I know of no pursuit in which more real and important services can be rendered to any country than by improving its agriculture, its breed of useful animals, and other branches of a husbandman's cares.
George Washington (1732–1799) Letter to John Sinclair
Introduction
In this and subsequent chapters of Parts and, we will follow the evolution of plant breeding research over the past two centuries. Many changes in the conduct of plant breeding have occurred in response to the increasing input of scientific knowledge. But it has also been deeply influenced by wider changes in the organisation of the societies and cultures in which such research activities are embedded. In the modern world, it seems positively invidious to make a distinction between those who discover new knowledge and those who apply it to create new and useful products, such as improved crops. Both are part of a single process of the acquisition and exploitation (for whatever purpose) of knowledge. They form a single continuum, the extreme points of which may appear quite distinct, but are in reality linked with each other by a series of tightly linked intermediate stages. The processes involved in the discovery and subsequent application of scientific knowledge in a subject such as plant biology have always been inextricably linked. It seems that these lessons may have been forgotten by some scientists, as their disciplines were professionalised and in some cases removed from an immediate context of societal relevance as the twentieth century progressed.
The purpose of this book is to examine the wider scientific and social contexts of modern plant breeding and agriculture. We will begin by examining the historical development of plant breeding over the past two centuries, before focusing on the dramatic changes of the last two decades. Perhaps the best-known recent development in plant breeding is the emergence of genetic engineering, with its attendant social and scientific controversies.
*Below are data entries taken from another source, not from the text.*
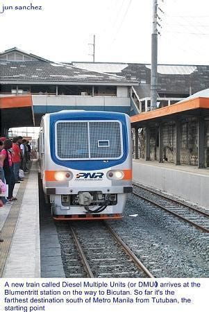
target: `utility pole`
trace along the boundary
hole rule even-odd
[[[151,110],[157,107],[158,81],[158,0],[153,0],[153,21],[151,33]]]
[[[93,56],[93,62],[95,62],[95,35],[94,35],[94,43],[89,44],[90,46],[93,46],[93,54],[90,54]]]

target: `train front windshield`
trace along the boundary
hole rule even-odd
[[[56,152],[60,159],[118,159],[123,155],[119,121],[58,121]]]

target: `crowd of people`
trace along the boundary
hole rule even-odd
[[[8,196],[0,198],[0,207],[17,200],[13,196],[13,189],[15,183],[21,183],[24,175],[28,173],[31,153],[28,141],[21,136],[12,139],[0,137],[1,185],[6,184],[8,189]]]

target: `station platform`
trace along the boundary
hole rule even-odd
[[[29,174],[16,184],[17,200],[0,208],[1,276],[40,277],[40,243],[37,162]]]
[[[42,209],[43,198],[40,218],[38,183],[38,166],[34,160],[29,174],[15,184],[13,196],[17,200],[0,208],[1,277],[65,277],[56,226],[50,208]]]
[[[133,181],[209,209],[209,168],[133,159]]]

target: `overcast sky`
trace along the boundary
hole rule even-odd
[[[17,46],[53,61],[150,62],[152,0],[4,0],[42,10],[0,14],[0,51]],[[158,62],[209,64],[209,1],[158,0]]]

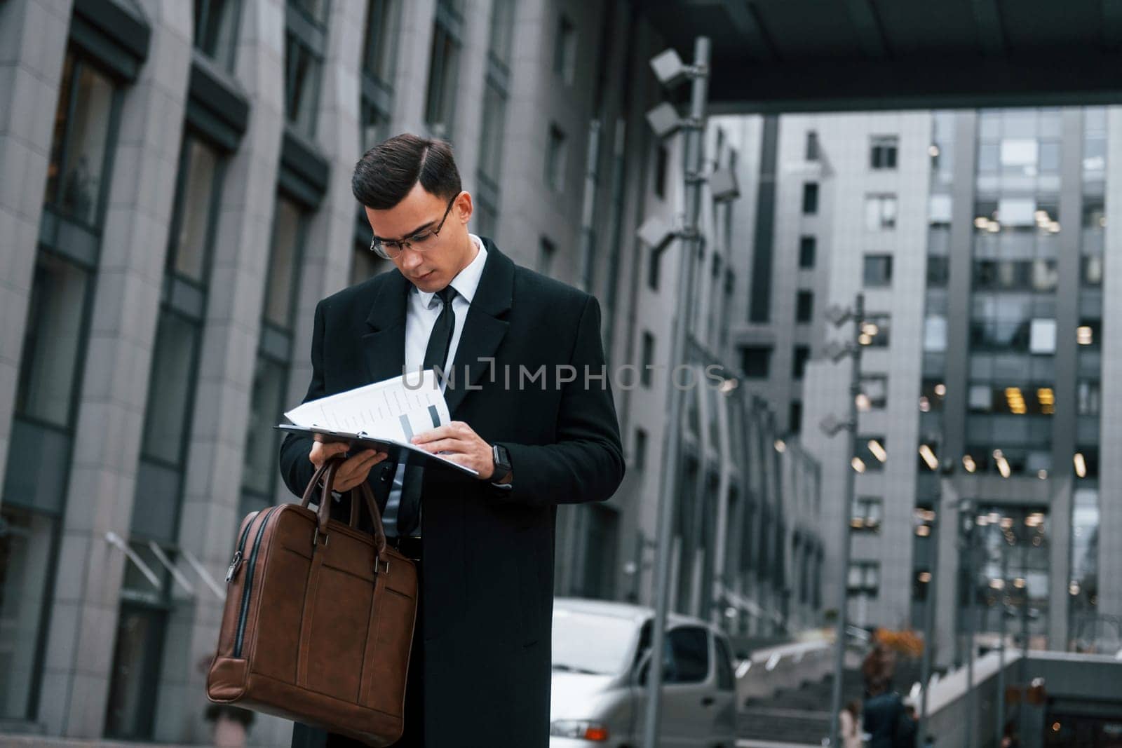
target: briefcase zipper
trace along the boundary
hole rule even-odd
[[[238,635],[233,639],[233,656],[241,657],[242,639],[246,635],[246,620],[249,618],[249,593],[254,588],[254,567],[257,565],[257,550],[261,547],[261,536],[265,534],[265,526],[280,507],[273,507],[265,514],[261,526],[257,528],[257,537],[254,538],[254,548],[249,552],[249,569],[246,570],[246,583],[241,589],[241,611],[238,613]]]
[[[227,584],[229,584],[233,579],[233,575],[238,573],[238,564],[241,563],[241,552],[246,548],[246,537],[249,535],[249,528],[254,526],[254,519],[259,514],[259,511],[250,512],[249,521],[246,523],[246,529],[241,530],[241,541],[238,542],[238,547],[233,552],[233,560],[230,561],[230,566],[226,570]]]

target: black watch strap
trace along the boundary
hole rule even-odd
[[[512,470],[511,453],[502,444],[495,444],[491,446],[491,456],[495,459],[495,473],[491,475],[491,480],[506,478],[506,474]]]

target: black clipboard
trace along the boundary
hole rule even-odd
[[[478,470],[472,470],[466,465],[452,462],[448,458],[427,452],[416,444],[406,444],[404,442],[388,438],[377,438],[366,433],[351,434],[343,431],[331,431],[330,428],[322,428],[320,426],[279,424],[276,428],[294,434],[305,434],[307,436],[311,436],[312,434],[320,434],[324,442],[342,442],[344,444],[349,444],[352,450],[371,449],[377,450],[378,452],[386,452],[389,455],[388,460],[397,463],[404,462],[406,464],[421,465],[424,468],[429,468],[430,465],[441,465],[443,468],[457,470],[465,475],[470,475],[471,478],[479,478]]]

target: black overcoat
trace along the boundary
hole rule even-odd
[[[557,507],[608,499],[624,461],[596,298],[484,242],[444,395],[454,421],[506,446],[514,488],[425,471],[425,745],[545,748]],[[402,373],[411,287],[394,269],[320,302],[305,400]],[[310,450],[295,435],[280,446],[295,495]],[[368,479],[383,508],[393,473]]]

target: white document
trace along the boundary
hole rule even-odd
[[[283,431],[318,433],[324,441],[346,441],[356,447],[388,447],[395,459],[403,459],[405,453],[399,450],[407,450],[417,455],[413,460],[439,460],[471,475],[479,474],[411,443],[414,436],[452,419],[432,369],[408,371],[401,377],[321,397],[284,415],[293,425],[278,426]]]
[[[321,397],[284,415],[297,426],[404,443],[452,419],[432,369]]]

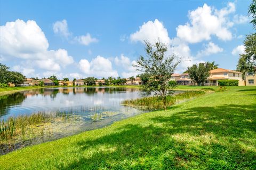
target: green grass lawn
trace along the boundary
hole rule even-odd
[[[255,169],[256,86],[0,157],[0,169]]]

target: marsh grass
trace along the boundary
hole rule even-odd
[[[34,130],[40,128],[42,135],[44,127],[53,122],[79,119],[75,114],[57,111],[55,112],[39,112],[30,115],[11,117],[7,120],[2,120],[0,126],[0,143],[11,140],[13,137],[34,133]]]
[[[170,107],[179,101],[192,98],[196,98],[204,95],[205,93],[205,91],[196,90],[187,91],[175,95],[169,95],[166,98],[167,106]],[[126,106],[146,107],[154,109],[162,109],[164,108],[164,103],[161,96],[150,96],[126,100],[123,102],[123,104]]]

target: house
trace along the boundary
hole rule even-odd
[[[63,86],[71,86],[73,85],[73,82],[72,81],[66,81],[63,83]]]
[[[188,73],[180,75],[179,79],[177,80],[177,84],[179,85],[194,85],[195,82],[190,79]]]
[[[63,86],[64,85],[64,81],[63,80],[59,80],[58,82],[59,83],[59,86]]]
[[[126,85],[141,85],[142,84],[142,81],[141,81],[140,78],[139,77],[136,77],[134,80],[130,80],[129,78],[126,78],[126,83],[124,84]]]
[[[84,85],[84,80],[82,79],[78,79],[75,81],[75,85],[76,86],[82,86]]]
[[[256,86],[256,73],[245,72],[244,80],[246,86]]]
[[[105,85],[105,84],[106,84],[105,80],[102,79],[100,79],[99,80],[95,81],[95,84],[97,86],[99,86],[100,84],[103,85]]]
[[[39,80],[38,81],[38,82],[41,81],[43,82],[45,86],[54,86],[55,85],[54,83],[52,82],[52,80],[48,78],[42,79],[42,80]]]
[[[9,87],[15,87],[15,84],[14,83],[9,82],[7,84]]]
[[[218,81],[225,79],[238,80],[239,86],[244,86],[244,81],[242,79],[242,73],[223,68],[217,68],[209,71],[210,76],[205,81],[205,85],[218,86]]]
[[[179,74],[174,73],[172,75],[172,77],[171,77],[171,80],[178,80],[180,79],[180,75]]]
[[[38,82],[37,82],[36,80],[31,79],[31,78],[26,78],[23,84],[28,84],[29,86],[35,86],[36,85],[38,84]]]

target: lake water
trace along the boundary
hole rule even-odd
[[[126,99],[140,97],[137,89],[70,87],[31,90],[0,96],[0,119],[38,111],[68,111],[83,116],[102,111],[118,112],[124,117],[141,112],[121,105]]]
[[[35,128],[28,127],[22,136],[15,137],[12,142],[0,141],[0,155],[102,127],[148,111],[122,105],[124,100],[140,97],[141,92],[137,89],[115,87],[41,88],[1,96],[0,120],[39,112],[66,112],[71,113],[75,118],[53,121]]]

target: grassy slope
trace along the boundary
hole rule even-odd
[[[0,169],[256,169],[256,87],[236,87],[0,157]]]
But, as we shall see, GM crops and ‘agbiotech’ (agricultural biotechnology) are just one manifestation of a more extensive series of seismic changes that have profoundly altered the course of plant breeding since the 1980s. Today, in the middle of the first decade of the twenty-first century, plant breeding and crop improvement are at an historic crossroads. On one hand, are the tried and tested breeding methods that underpinned the Green Revolution and enabled us to feed the expanding world populations in the twentieth century. More recently, however, governments across the world have largely dismantled their applied research infrastructures and have greatly reduced the capacity for public-good applications of newly emerging breeding technologies, including transgenesis. Much of this institutional restructuring occurred as part of the ideologically driven privatisation of public assets in the 1980s and 1990s. The resulting depletion of public sector breeding has left a void that was filled by a few private sector companies who applied a new paradigm of crop improvement based on transgenesis – and from this, the agbiotech revolution was born.